Nach Ende des Zweiten Weltkriegs, dem rund 90 Prozent seines Werks zum Opfer fielen, zieht Breker ins bayrische Wemding. 1948 wird er trotz seiner privilegierten Stellung bei der „Entnazifizierung“ als „Mitläufer“ eingestuft, da er sich mehrmals und nachweislich für Verfolgte des Regimes wie Pablo Picasso eingesetzt hat, den er vor dem KZ bewahrte. Peter Suhrkamp verdankt ihm gar sein Leben, da er unter dem dringenden Verdacht des Widerstandes gegen Adolf Hitler inhaftiert worden war. Breker hatte Suhrkamp im Gefängnis besucht und sich bei Albert Speer und Hitler erfolgreich für die Entlassung des Verlegers eingesetzt.
1950 kehrt er nach Düsseldorf zurück, beteiligt sich als Architekt am Wiederaufbau und bezieht das frühere Atelier des Tierbildhauers Josef Pallenberg. 1956 starb seine Frau, zwei Jahre später heiratete er die 26 Jahre jüngere Charlotte Kluge, mit der er dann zwei Kinder hatte. Er erhielt zwar kaum noch öffentliche, jedoch zahlreiche private Aufträge, für die er angeblich Gagen von bis zu 150.000 Mark bezog. Er porträtierte Rudolf-August Oetker und Gustav Schickedanz, Konrad Adenauer und Ludwig Erhard, Salvador Dalí und Ernst Jünger und viele andere. Dali sagte über seinen Freund: „Gott ist die Schönheit und er sein Prophet.“ Über die Freundschaft beider mit Ernst Fuchs, genannt „Goldenes Dreieck“, sagte Dalí: „Breker-Dalí-Fuchs. Man kann uns wenden wie man will, wir sind immer oben.“ Daneben arbeitete Breker als Architekt, darunter bei der Gestaltung der Gerling-Konzernzentrale in Köln, die wegen ihres monumentalen Charakters von der Bevölkerung schon bald „Kleine Reichskanzlei“ genannt wurde, und errichtet 1960 erneut ein Atelier in Paris.
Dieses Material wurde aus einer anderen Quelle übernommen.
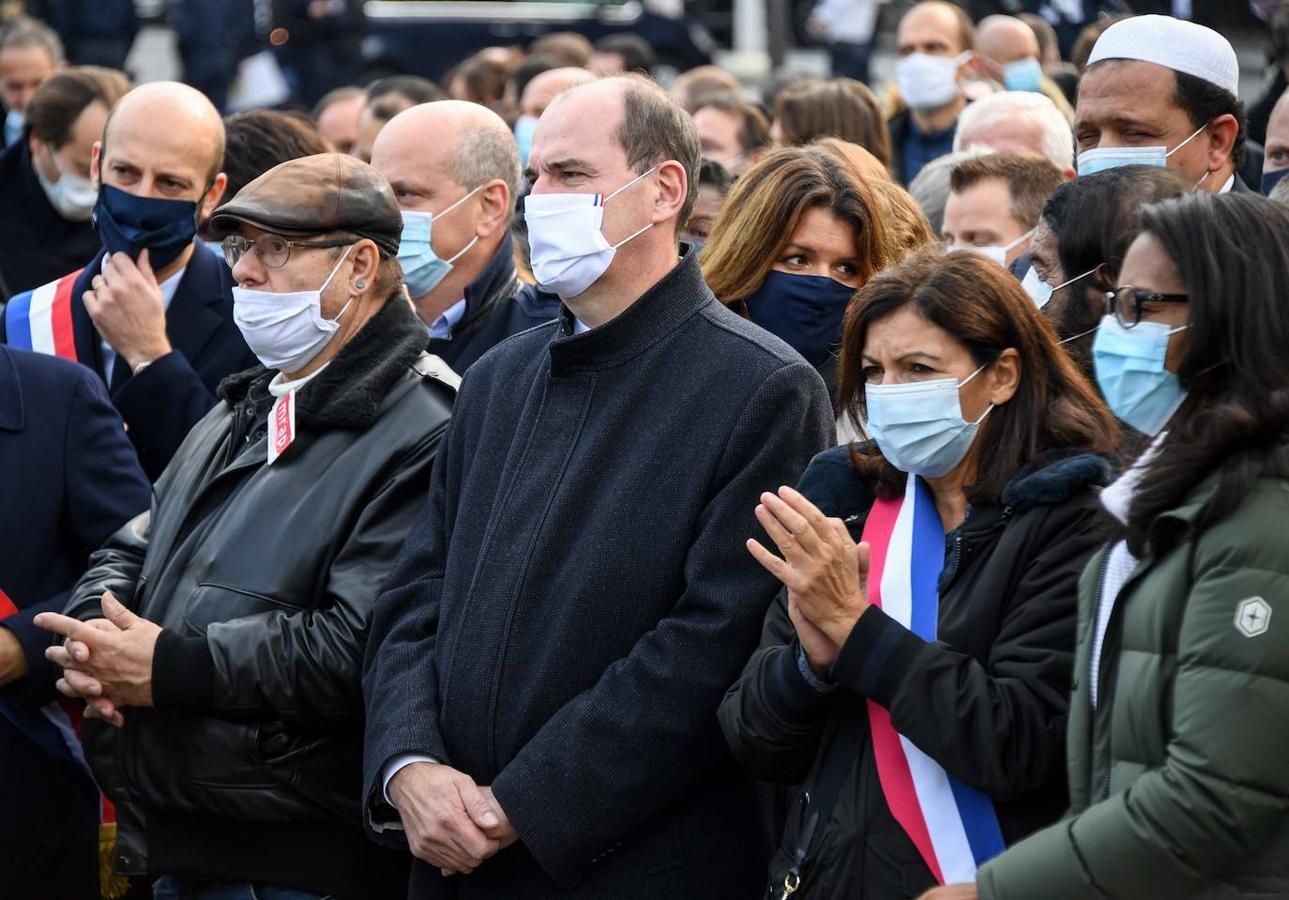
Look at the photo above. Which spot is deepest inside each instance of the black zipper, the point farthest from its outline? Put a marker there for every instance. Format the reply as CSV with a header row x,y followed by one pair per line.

Breker behielt seine Vorliebe für Porträtbüsten und athletische, meist männliche Körper, wobei der das Element der vollendeten Form wieder aufnahm. Bis in die 1980er Jahre arbeitete er, der nach eigenen Angaben „von Muskeln nie genug kriegen“ konnte, nach Sportlermodellen wie der Hochspringerin Ulrike Nasse-Meyfarth und dem Zehnkämpfer Jürgen Hingsen, der als „griechischer Apoll“ verewigt wurde. 1981 beteiligt sich Breker mit einem Entwurf an der Ausstellung „Paris 1937-47“, den er aufgrund massiver Proteste zurückziehen muss, woraufhin er sich deutlich vom Nationalsozialismus distanziert. Dennoch blieb ihm der Vorwurf fehlender Reue anhaften. 1985 eröffnete die Familie von Brekers Kunsthändler Joe F. Bodenstein in Schloss Nörvenich bei Köln das „Museum Arno Breker – Sammlung Europäische Kunst“. Bereits 12 Jahre vor seinem Tod gründete sich in Deutschland die Arno Breker Gesellschaft, acht Jahre vor seinem Tod zog die USA mit der Arno Breker Society International nach.
Auch nach seinem Tod wurde er als „Lieblingsbildhauer Hitlers“ gleichermaßen verehrt wie gescholten; sein Kölner Grab war im Oktober 2018 geschändet worden. Breker fühlte er sich als ein Bewahrer der christlich-abendländischen Kultur hellenistischer Prägung. Dieser Mission widmete er sein gesamtes meisterliches Schaffen. Er verstand sich selbst als „Bildhauer des Dreiklangs der Schönheit von Körper, Geist und Seele“ (1932), pathetisch könnte man auch die Verherrlichung des Menschen in der bildenden Kunst nach dem – vollkommenen – Ideal der Schöpfung unterstellen. Obwohl er zeitlebens hochumstritten war, konnte ihm niemand seine künstlerisch-ästhetische Begabung absprechen: Für Aristide Maillol ist er der „Michelangelo des 20. Jahrhunderts“.